Başbakan Binali Yıldırım, Nevşehir Ticaret Odası tarafından onuruna verilen akşam yemeğine katıldı.
Türkiye'nin adeta bir kara kıştan AK Parti iktidarıyla birlikte çıktığını en iyi sanayici ve üreticilerin bildiğini belirten Yıldırım, "Güven ve istikrarın, demokrasi ve hukukun anlamını da en iyi sizler biliyorsunuz zira bugünlerde büyük badireleri Allah'a şükür gerilerde bıraktık. Çok şükür milletimizin bize verdiği vekaleti, emaneti bugüne kadar şerefle taşıdık." diye konuştu.
Başta emek ve değer üretenler olmak üzere toplumun hiçbir kesimini ihmal etmemeye özen gösterdiklerini söyleyen Yıldırım, şimdiye kadar sivil toplumu bu kadar dinleyen bir iktidarın olmadığını düşündüğünü aktardı.
Başbakan Yıldırım, güçlerini milletten aldıklarını dile getirerek, millete layık olmak için de canla başla çalıştıklarını ifade etti.
ÜRETİMİ, İSTİHDAMI ANADOLU'YA ÇOK GÖRDÜLER
Başbakan Yıldırım, eski Türkiye'de üretenin ve emeğiyle kazananın çektiği zahmetleri hatırladıklarını kaydederek, "Eski Türkiye'de ülkeyi bir bütün olarak düşünmeyenler 'Anadolu sermayesi' ile 'İstanbul sermayesi' diye ayrı ayrı sınıflandırma yaptılar. Sermayeyi renklere ayırdılar, emeği renklere ayırdılar, üretimi, istihdamı Anadolu'ya ne yazık ki çok gördüler." şeklinde konuştu.
İktidarları öncesinde Nevşehir'in, Bolu'nun, Düzce'nin Ankara'ya uzak şehirler olduğunu anlatan Yıldırım, iktidarlarında gazetelerin AK Parti'nin siyasi başarısını "Anadolu inkılabı" olarak isimlendirdiğini söyledi.
AK Parti'yi Anadolu'nun ruhunun iktidara taşıdığını dile getiren Yıldırım, bunun bilinciyle bütün enerjilerini  Anadolu'nun ve ülkenin kalkınması için sarf ettiklerini belirtti.
Başbakan Yıldırım, bugüne kadar tamamlanan 166 organize sanayi bölgesinin 101'ini ve 117 sanayi sitesini kendilerinin tamamladığını belirterek, "Yeni yapılan bu organize sanayi bölgeleri ve sanayi siteleri binlerce istihdam, binlerce işyeri demek, fabrika demek, iş, aş demek.
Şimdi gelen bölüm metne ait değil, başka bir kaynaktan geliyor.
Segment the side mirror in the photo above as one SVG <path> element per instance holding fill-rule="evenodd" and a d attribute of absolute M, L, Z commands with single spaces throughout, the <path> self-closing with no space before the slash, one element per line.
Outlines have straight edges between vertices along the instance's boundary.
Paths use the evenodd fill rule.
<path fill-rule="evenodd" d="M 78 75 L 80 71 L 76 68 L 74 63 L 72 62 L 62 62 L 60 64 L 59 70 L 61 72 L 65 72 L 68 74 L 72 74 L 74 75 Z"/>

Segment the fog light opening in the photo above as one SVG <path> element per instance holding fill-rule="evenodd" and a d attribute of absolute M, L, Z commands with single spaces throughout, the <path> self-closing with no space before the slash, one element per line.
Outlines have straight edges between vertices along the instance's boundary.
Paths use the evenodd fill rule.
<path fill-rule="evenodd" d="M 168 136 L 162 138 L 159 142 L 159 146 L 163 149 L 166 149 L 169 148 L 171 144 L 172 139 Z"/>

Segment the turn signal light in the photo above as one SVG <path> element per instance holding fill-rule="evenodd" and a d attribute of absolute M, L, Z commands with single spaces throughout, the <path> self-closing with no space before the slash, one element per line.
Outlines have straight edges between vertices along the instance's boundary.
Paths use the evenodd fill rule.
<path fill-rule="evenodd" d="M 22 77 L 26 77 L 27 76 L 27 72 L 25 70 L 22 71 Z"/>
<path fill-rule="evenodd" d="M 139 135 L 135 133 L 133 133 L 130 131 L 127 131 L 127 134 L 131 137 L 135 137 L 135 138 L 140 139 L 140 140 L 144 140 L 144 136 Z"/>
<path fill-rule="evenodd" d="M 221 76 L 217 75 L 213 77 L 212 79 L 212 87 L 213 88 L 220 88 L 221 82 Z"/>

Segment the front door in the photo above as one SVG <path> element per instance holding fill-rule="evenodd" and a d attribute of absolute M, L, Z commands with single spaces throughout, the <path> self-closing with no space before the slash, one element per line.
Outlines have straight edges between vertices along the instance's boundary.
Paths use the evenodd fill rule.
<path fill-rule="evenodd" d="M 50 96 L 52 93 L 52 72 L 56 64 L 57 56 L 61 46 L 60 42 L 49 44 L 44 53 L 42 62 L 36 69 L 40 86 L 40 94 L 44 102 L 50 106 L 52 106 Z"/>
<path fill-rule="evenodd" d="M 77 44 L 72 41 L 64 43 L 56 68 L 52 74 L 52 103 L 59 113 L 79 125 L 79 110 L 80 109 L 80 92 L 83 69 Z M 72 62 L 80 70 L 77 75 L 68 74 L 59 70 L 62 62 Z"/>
Her zaman yoksulun, dar gelirlinin, bütün toplum kesimlerinin yanında olduk. Kimsesizlerin kimsesi, sessiz yığınların sesi olduk." diye konuştu.
Türkiye'de büyük projeleri yine kendi dönemlerinde gerçekleştirdiklerini, havalimanı sayısını 26'dan 55'e çıkardıklarını ifade eden Yıldırım, dünyanın üçüncü en büyük asma köprüsünü de İzmit Körfezi üzerinde kurduklarını, İstanbul-İzmir otoyolunun Bursa'ya kadar olan kesiminin de bitirildiğini anımsattı.
Yavuz Sultan Selim Köprüsü ve Marmaray'ı da hizmete aldıklarını söyleyen Yıldırım, bununla yetinmediklerini ve denizin 106,5 metre derinliğinden Avrasya Tüneli ile Asya'yı Avrupa'ya bağladıklarını hatırlattı.
Yıldırım, İstanbul'da 150 milyon yolcu kapasiteli büyük havalimanının yapımının da sürdüğünü, Asya ve Avrupa'yı bağlayacak üç katlı tünel projelerini hazırladıklarını kaydetti.  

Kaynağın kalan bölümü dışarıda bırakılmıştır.